Ahmanson Theatre, Los Angeles • 13.8.06 à 19h30
Musique : John Kander. Lyrics : Fred Ebb, John Kander & Rupert Holmes. Livret : Rupert Holmes, d’après un concept original de Peter Stone. Mise en scène : Scott Ellis. Chorégraphie : Rob Ashford. Avec David Hyde Pierce (Lieutenant Frank Cioffi), Debra Monk (Carmen Bernstein), Karen Ziemba (Georgia Hendricks),…
John Kander et Fred Ebb sont des légendes de Broadway. Ce sont notamment les auteurs de Cabaret (1966), Chicago (1975) ou encore Kiss of the Spider Woman (1993).
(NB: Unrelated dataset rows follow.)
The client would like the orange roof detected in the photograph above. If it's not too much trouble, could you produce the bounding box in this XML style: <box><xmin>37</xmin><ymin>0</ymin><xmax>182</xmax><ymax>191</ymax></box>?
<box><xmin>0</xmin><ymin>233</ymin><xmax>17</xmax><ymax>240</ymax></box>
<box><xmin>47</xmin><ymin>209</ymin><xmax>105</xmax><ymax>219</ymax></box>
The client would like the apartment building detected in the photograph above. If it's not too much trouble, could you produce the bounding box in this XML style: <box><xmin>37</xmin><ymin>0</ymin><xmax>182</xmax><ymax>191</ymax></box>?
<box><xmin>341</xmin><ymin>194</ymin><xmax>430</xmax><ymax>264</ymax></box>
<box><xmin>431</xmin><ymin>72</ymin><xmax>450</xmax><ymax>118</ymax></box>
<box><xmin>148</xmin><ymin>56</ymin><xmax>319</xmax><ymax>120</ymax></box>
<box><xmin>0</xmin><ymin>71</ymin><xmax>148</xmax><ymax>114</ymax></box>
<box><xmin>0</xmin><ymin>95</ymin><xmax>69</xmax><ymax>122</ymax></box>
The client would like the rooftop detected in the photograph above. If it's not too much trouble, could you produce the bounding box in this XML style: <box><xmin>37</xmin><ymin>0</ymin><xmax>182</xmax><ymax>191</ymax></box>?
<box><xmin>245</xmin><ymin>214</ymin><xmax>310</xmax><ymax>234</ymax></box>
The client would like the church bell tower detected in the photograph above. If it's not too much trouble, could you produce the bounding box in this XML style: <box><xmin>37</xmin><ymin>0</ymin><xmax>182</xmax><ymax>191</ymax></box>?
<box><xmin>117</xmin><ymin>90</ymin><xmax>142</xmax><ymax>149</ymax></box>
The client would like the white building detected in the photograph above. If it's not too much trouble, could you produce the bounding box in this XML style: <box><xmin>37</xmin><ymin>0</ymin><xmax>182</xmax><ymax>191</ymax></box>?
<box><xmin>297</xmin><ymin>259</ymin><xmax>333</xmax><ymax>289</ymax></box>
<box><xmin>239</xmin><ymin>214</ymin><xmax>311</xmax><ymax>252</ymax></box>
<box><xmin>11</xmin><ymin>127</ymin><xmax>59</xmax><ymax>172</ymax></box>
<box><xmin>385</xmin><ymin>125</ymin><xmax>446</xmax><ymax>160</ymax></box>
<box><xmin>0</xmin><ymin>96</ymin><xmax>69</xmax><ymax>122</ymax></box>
Ils avaient depuis longtemps dans leurs cartons un projet de comédie musicale, Curtains, dont l’intrigue démarre avec un meurtre commis sur la scène d’un théâtre à la fin d’une représentation d’une comédie musicale. (Oui, la pièce de théâtre dans la pièce de théâtre a toujours été un sujet porteur.) L’inspecteur de police local débarque : il est bien sûr fasciné par le théâtre et va boucler tout le monde dans le théâtre, le temps d’élucider le meurtre.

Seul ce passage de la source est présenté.